Mercy was much moved by this tone of patience in his letters: it touched her, as the look of patient endurance on his face used to touch her. It also irritated her, it was so foreign to her own nature.

"How can he help answering these things I say?" she would exclaim. "He has no right to refuse to talk with me about such a vital matter." If any one had said to Mercy, "He has as much right to refuse to discuss the question as you have to force it upon him," she could not have seen the point fairly.

But all Stephen's patience, gentleness, and firmness did not abate one jot or tittle of Mercy's conviction that he was doing a dishonest thing. Oh the contrary, his quiet appeared to her more and more like a callous satisfaction; and his occasional cheerfulness, like an exultation over his ill-gotten gains. Slowly there crept into her feeling towards him a certain something which was akin to scorn,--the most fatal of deaths to love. The hateful word "thief" seemed to be perpetually ringing in her ears. When she read accounts of robberies, of defalcations, of breaches of trust, she found herself always drawing parallels between the conduct of these criminals and Stephen's. The secrecy, the unassailable safety of his crime, seemed to her to make it inexpressibly more odious.

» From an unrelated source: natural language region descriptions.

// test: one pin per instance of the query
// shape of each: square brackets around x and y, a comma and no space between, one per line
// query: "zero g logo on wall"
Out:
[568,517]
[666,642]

"I do believe," she thought to herself again and again, "that if he had been driven by his poverty to knocking men down on the highway, and robbing them of their pocket-books, I should not have so loathed it!"

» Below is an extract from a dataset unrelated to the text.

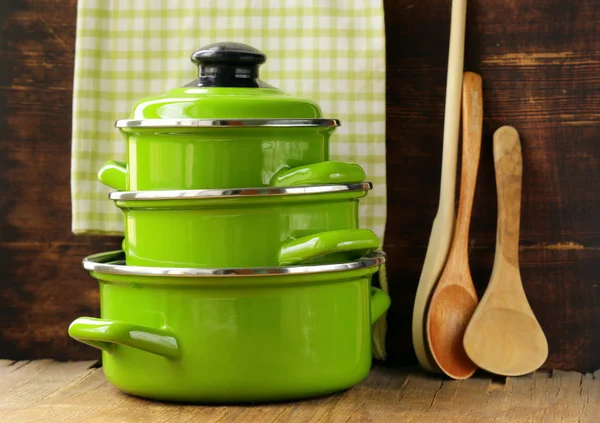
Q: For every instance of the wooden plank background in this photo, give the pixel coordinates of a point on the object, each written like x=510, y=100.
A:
x=540, y=61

As the weeks went on, Mercy's unhappiness increased rather than diminished. There seemed an irreconcilible conflict between her love and every other emotion in her soul. She seemed to herself to be, as it were, playing the hypocrite to her own heart in thinking thus of a man and loving him still; for that she still loved Stephen, she did not once doubt. At this time, she printed a little poem, which set many of her friends to vondering from what experience of hers it could possibly have been drawn. Mercy's poems were so largely subjective in tone that it was hard for her readers to believe that they were not all drawn from her own individual experience.

A Woman's Battle.

Dear foe, I know thou'lt win the fight;
I know thou hast the stronger bark,
And thou art sailing in the light,
While I am creeping in the dark.
Thou dost not dream that I am crying,
As I come up with colors flying.

I clear away my wounded, slain,
With strength like frenzy strong and swift;
I do not feel the tug and strain,
Though dead are heavy, hard to lift.
If I looked on their faces dying,
I could not keep my colors flying.

Dear foe, it will be short,--our fight,--
Though lazily thou train'st thy guns:
Fate steers us,--me to deeper night,
And thee to brighter seas and suns;
But thou'lt not dream that I am dying,
As I sail by with colors flying!

There was great injustice to Stephen in this poem. When he read it, he groaned, and exclaimed aloud, "O Mercy! O Mercy!" Then, as he read it over again, he said, "Surely she could not have meant herself in this: it is only dramatic. She could never call me her foe." Mercy had often said to him of some of her most intense poems, "Oh, it was purely dramatic. I just fancied how anybody would feel under such circumstances;" and he clung to the hope that it was true in this case. But it was not. Already Mercy had a sense of antagonism, of warfare, with Stephen, or rather with her love for him. Already her pride was beginning to array itself in reticence, in withdrawal, in suppression. More than once she had said to herself "I can live without him! I could bear that pain better than this." More than once she had asked herself with a kind of terror, "Do I really wish ever to see Stephen again?" and had been forced to own in her secret thought that she shrank from meeting him. She began even to consider the possibility of deferring the visit to Lizzy Hunter, which she had promised to make in the spring. As the time drew nearer, her unwillingness to go increased, and she would no doubt have discovered some way of escape; but one day early in March a telegram came to her, which left her no longer any room for choice.

It ran:--

"Uncle Dorrance is not expected to live. He wishes to see you. He is at my house. Come immediately.